ADHDとして死なないための遺書

死んでないだけで生きてもいない。そんなところから立ち直れたら、これは遺書ではなく偉人伝になる。

隣の彼女があほで愛おしい

今通っている職業訓練で、たまたま席が隣の4つ上の女の子

とてもかわいい。

ギャルっぽい感じではないけれど、水商売してそうだなって第一印象で近寄りがたかったのだが、

たまたまご飯を一緒に食べたらとてもいい子で、ゆったりした口調で話す。

それ以来毎日一緒にご飯を食べていて、すごく仲良くなれた。

そして気づいた。

あんなに私が「暇だ、眠い、まだかよ、おせーよ」といらいらしているあの授業に、

全然追いつけていない人がすごく近くにいたことに。

 

私の通っている職業訓練は、簿記からワード、エクセルなどの事務経理科で、

一般的な職業訓練であり、障害者向けのものではない。

私が通う目的は「生活保護を受けずにお金をもらう方法」として、

市役所の支援員さんが「これなら、失業給付が延期されて受給できるから、

それまでに体調を整えたり昼夜逆転を直したりして、就業にも自信がつくでしょう」

と、勧めてくれたものだ。

専門学校が県から委託を受けて講義してくれるもので、

3ヶ月の座学+1ヶ月の職場実習の全4ヶ月。

受講始めて一ヶ月半がたち、今ちょうど日商簿記の試験を終え、折り返し地点だ。

もともとカリキュラムが、「11月の日商簿記3級には間に合わないでしょう」と

講師が豪語していて(前記事で述べたとおり、私はこの講師の見下した態度がすごく嫌いである)、

まあ確かに、1ヶ月半で週9時間~15時間程度しか簿記の授業はなく、

パソコンの授業の方が多い。

なので、講師の言い分としては「なので、日商は2月に受けるとして、全経簿記3級なら間に合うからそっちをとりあえず目標に」だそうだ。

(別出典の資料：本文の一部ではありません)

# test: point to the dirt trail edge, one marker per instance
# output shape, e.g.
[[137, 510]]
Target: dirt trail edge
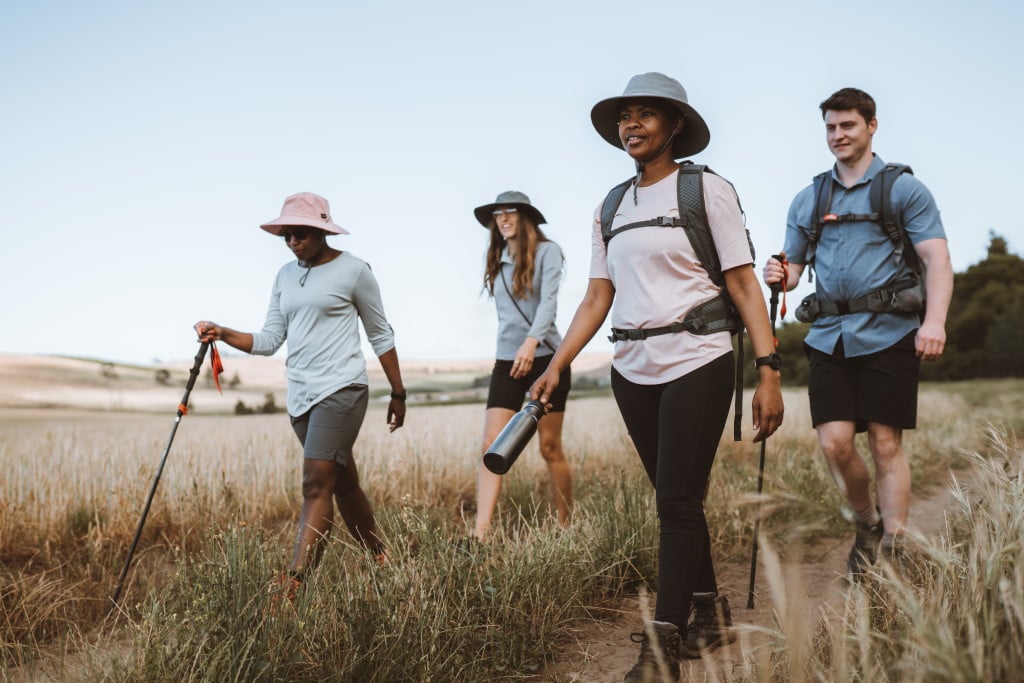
[[603, 652]]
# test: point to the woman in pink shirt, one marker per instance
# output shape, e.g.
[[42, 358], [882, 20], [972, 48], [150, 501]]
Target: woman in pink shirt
[[673, 384]]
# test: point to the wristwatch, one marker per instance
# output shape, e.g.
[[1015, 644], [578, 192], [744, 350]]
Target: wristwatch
[[772, 360]]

その専門学校が会場になるわけだし、理にかなっているのはわかる。

が、授業の半分程度が終わった頃、全経の申し込みをするのに

「この程度だよ」と渡された過去問題で100点を取ってしまった私は

「あ、絶対これいらない。日商も確実に通りそう」

と早々に見切りをつけ、授業は流し聞きをしつつ自分の学習に励んだ。

(まあ結果としては「災難回」と呼ばれる、「合格予想率18,8%」という

神がかり的な難しい回にあたってしまい、合否が現時点では危ういのだが・・・)

 

そんな状況の中。

前述の隣の席の子は、いつも頭を抱えているのだ。

この講師も悪いし、カリキュラムも悪いのだが、

「できない子でもわかりやすく教える代わりに遅い」でもないし、

「できる子に合わせてめちゃくちゃ速い」でもなく、なんとも中途半端なもので、

「確かにわかりづらいだろうな」と感じる場面が多い。

でもさすがに全経は簡単だし、授業で配られたところしか出ないし、と、

最近まで声をかけるか、私は躊躇していたのだ。

 

でも彼女が気がかりで、「何点取れた?」と軽く聞くと、

「72点・・・(´・ω・`)」と、返された。

これはやばい、あと二日だぞ。

「どこがわからないの?」

と聞いたら、「ここ」と言った。

 

なるほど。

先ほど例の講師が解説中に

「これくらいの問題なら、わざわざバランスシートを書いて解くこともないでしょう」

と見下した態度で、説明を省いたところだった。

でも、よく問題を見ると、3問目に問われている箇所は4問目の値を使って出さなければいけないから、

ひっかけというか、少し解く順序の融通を効かせて解かなければいけない。

 

なので、まず4問目の値が出せていれば後は簡単だ。

私は「どこまでわかったの?」「どういう風に解いたの?」と聞くと、

「ここまではわかった。でも・・・」と、ゆったりした口調で、困った顔をしてうつむく。

そうなると、私は自分の中で「いかにヒントを上手に出すか大会」をスタートさせる。

「おちついて整理して考えようね。この(エ)はどこでしょう?」

と、私が書いたバランスシートと損益計算書の図を見せる。

「・・・・・・ここ?(´・ω・`)」

と、すごく自信なさそうに聞いてくる。

はい正解(・∀・)」食い気味で私が答える。

期首は「今年のはじめ」だよ、期末は「今年の終わり」だよ、当期は「その間を計算した結果」だよ、などと出来るだけ噛み砕いて説明して、

「・・・ここまでは大丈夫?」と顔を上げて彼女を見ると、

必死な顔をしつつも、コクコクとうなずいた。

「じゃあ当期純資産はどこでしょう?」

と、もう一度促す。

 

彼女「・・・ここ!(`・ω・´)」

私「そうそう!できるじゃん!\(^o^)/」

 

15分くらいかけてその問題が終わると、

彼女はすごく満足そうに「できたー!!(`・ω・´)」と言って、

「先生よりわかりやすい!」と私を褒めてくれた。

 

教えること

講師たちを見ていてはがゆいのはこれだ。

・わからないと言っている子も、ちゃんと覚えている部分がある。

・インプットさせようと必死にこちらがたくさん言うよりも、

 ヒントを出してあげて、

 彼女がアウトプット出来るように道を作ってあげること。

・出来たら「出来るじゃん!」とか「やったね!」とか、声をかけてあげること。

 

本当の意味では、私は教えてはいないのだ。

ただ、できるだけ要領よくやる「方法」は覚えてもらいたいから、

私「桁よく見て!指さして!書いたら問題用紙にチェック入れてもう一回見て!」

彼女「あっ0ひとつ足りない!」とか、

私「3文字書いたらカンマ打つ!後から打たない!」

私「減価償却累計額とか長い単語は、

  減価=価値が減った、償却=なくなる、累計額=そのまんま って、

  区切って意味を考える!」とか、

そういった「方法論」を手ほどきしたにすぎない。

でも、こうした「道」を作ってあげれば、

明日引きこもって勉強する!と意気込んでいた彼女が、

「わからない・・・覚えられない・・・」と、

己を嘆かなくて済むのではないか。と。思う。

 

ささやかながら、彼女の健闘を祈っている。